Hashing a pandas dataframe for calculated column caching

Question

I am using composition method to create a class with a contained pandas dataframe as shown below. I am creating a derived property by doing some operation on the base columns.

import numpy as np
import pandas as pd

class myclass:
    def __init__(self, *args, **kwargs):
        self.df = pd.DataFrame(*args, **kwargs)
    @property
    def derived(self):
        return self.df.sum(axis=1)

myobj = myclass(np.random.randint(100, size=(100,6)))
d = mc.derived

The calculation of derived is an expensive step and hence I would like to cache this function. I want to use functools.lru_cache for the same. However, it requires that the original object be hashed.

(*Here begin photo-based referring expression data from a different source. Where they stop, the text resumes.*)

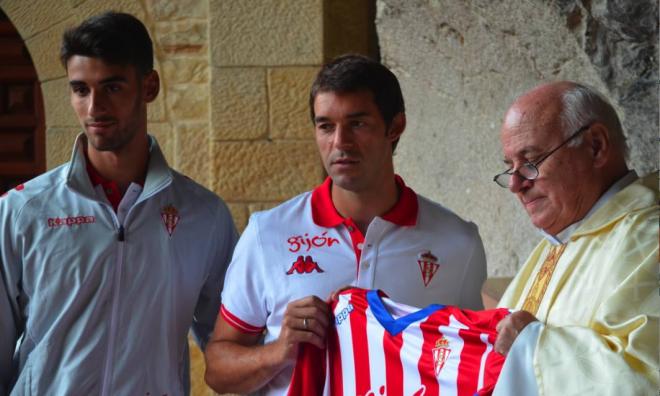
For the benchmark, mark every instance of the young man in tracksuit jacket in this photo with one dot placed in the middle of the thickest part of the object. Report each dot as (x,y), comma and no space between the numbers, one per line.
(107,261)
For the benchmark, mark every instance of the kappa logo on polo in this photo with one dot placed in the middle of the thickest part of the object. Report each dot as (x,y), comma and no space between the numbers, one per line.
(308,242)
(54,222)
(304,265)
(171,218)
(428,265)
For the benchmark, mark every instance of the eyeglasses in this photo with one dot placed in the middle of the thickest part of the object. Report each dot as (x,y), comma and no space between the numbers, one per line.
(530,171)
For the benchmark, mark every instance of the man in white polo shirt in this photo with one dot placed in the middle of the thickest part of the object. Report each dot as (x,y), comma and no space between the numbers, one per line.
(363,226)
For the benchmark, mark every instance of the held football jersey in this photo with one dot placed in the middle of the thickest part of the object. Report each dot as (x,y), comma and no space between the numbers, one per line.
(380,347)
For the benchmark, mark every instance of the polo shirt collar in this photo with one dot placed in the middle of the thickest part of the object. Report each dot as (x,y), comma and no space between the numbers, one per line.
(324,214)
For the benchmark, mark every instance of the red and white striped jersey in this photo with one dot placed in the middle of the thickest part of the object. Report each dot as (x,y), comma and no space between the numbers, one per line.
(380,347)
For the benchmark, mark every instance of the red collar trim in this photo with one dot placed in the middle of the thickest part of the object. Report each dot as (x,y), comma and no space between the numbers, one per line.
(324,214)
(110,188)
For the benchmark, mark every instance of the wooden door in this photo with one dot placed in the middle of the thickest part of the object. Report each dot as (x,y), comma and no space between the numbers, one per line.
(22,141)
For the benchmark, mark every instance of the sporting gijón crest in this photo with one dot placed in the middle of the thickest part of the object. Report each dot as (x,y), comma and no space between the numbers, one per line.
(170,217)
(428,265)
(304,265)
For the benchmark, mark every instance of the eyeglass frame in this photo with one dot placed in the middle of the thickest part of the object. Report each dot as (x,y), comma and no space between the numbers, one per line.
(510,172)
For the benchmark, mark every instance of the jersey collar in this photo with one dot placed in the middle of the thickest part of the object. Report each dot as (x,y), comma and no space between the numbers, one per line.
(404,212)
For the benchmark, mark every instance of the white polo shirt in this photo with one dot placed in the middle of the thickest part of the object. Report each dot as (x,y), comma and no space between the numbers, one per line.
(419,253)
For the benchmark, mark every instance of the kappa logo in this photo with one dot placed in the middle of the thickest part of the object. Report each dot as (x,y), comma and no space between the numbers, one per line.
(171,218)
(428,265)
(441,353)
(54,222)
(307,242)
(304,265)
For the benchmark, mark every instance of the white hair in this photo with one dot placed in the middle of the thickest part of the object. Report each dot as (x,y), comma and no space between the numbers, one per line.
(583,105)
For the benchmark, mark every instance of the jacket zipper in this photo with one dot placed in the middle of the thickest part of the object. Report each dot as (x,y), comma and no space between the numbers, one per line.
(107,375)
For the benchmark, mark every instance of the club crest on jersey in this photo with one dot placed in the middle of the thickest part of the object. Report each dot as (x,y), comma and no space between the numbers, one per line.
(440,354)
(170,217)
(304,265)
(343,315)
(428,265)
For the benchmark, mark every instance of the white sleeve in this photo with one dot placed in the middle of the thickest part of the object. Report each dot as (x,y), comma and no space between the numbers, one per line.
(244,297)
(208,304)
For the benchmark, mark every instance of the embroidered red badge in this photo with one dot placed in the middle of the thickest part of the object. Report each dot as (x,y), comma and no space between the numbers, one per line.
(428,265)
(304,265)
(440,354)
(170,217)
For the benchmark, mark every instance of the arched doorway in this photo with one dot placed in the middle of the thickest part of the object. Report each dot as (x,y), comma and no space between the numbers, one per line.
(22,151)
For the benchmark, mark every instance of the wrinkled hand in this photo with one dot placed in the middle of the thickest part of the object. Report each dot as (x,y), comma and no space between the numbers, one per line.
(305,320)
(509,328)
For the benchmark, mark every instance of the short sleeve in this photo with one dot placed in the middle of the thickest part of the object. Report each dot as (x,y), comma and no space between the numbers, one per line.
(244,297)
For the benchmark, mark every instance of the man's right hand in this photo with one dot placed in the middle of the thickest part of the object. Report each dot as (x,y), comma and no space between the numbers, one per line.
(236,363)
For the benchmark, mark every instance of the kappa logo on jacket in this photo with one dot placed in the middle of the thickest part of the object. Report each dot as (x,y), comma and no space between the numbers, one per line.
(54,222)
(20,187)
(304,265)
(308,242)
(171,218)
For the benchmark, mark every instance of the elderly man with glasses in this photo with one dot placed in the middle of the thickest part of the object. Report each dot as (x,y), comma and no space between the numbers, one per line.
(586,302)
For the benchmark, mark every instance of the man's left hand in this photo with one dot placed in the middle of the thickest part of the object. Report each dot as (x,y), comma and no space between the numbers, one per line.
(509,328)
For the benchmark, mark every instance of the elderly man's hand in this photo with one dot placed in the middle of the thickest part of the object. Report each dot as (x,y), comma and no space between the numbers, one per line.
(509,328)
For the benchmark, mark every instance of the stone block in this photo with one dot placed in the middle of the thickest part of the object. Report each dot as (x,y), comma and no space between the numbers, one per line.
(59,145)
(162,131)
(289,102)
(185,71)
(57,105)
(188,102)
(193,151)
(44,50)
(239,212)
(264,33)
(167,10)
(239,103)
(265,171)
(182,38)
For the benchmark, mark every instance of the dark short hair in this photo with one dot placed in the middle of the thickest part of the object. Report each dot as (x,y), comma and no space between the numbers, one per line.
(354,73)
(116,38)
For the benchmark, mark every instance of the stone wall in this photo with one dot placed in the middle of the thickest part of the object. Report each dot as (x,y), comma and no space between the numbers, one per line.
(461,63)
(233,112)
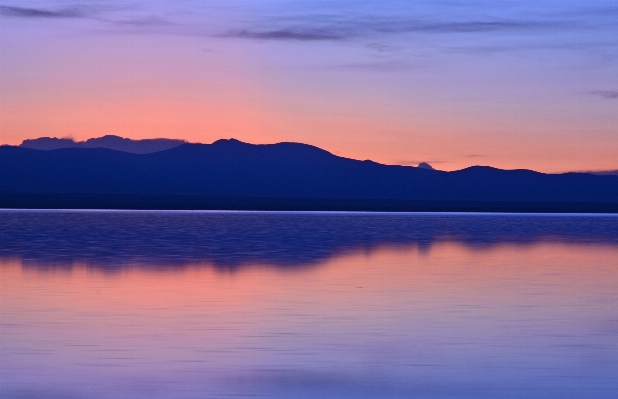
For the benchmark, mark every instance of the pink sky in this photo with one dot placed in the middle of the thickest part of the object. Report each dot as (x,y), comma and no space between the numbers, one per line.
(506,97)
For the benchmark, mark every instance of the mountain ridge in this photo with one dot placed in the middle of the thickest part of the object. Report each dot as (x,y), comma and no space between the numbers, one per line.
(231,168)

I tried creating a __hash__ function for the object as detailed in this answer https://stackoverflow.com/a/47800021/3679377.

Now I run in to a new problem where the hashing function is an expensive step!. Is there any way to get around this problem? Or have I reached a dead end?

Is there any better way to check if a dataframe has been modified and if not, keep returning the same hash?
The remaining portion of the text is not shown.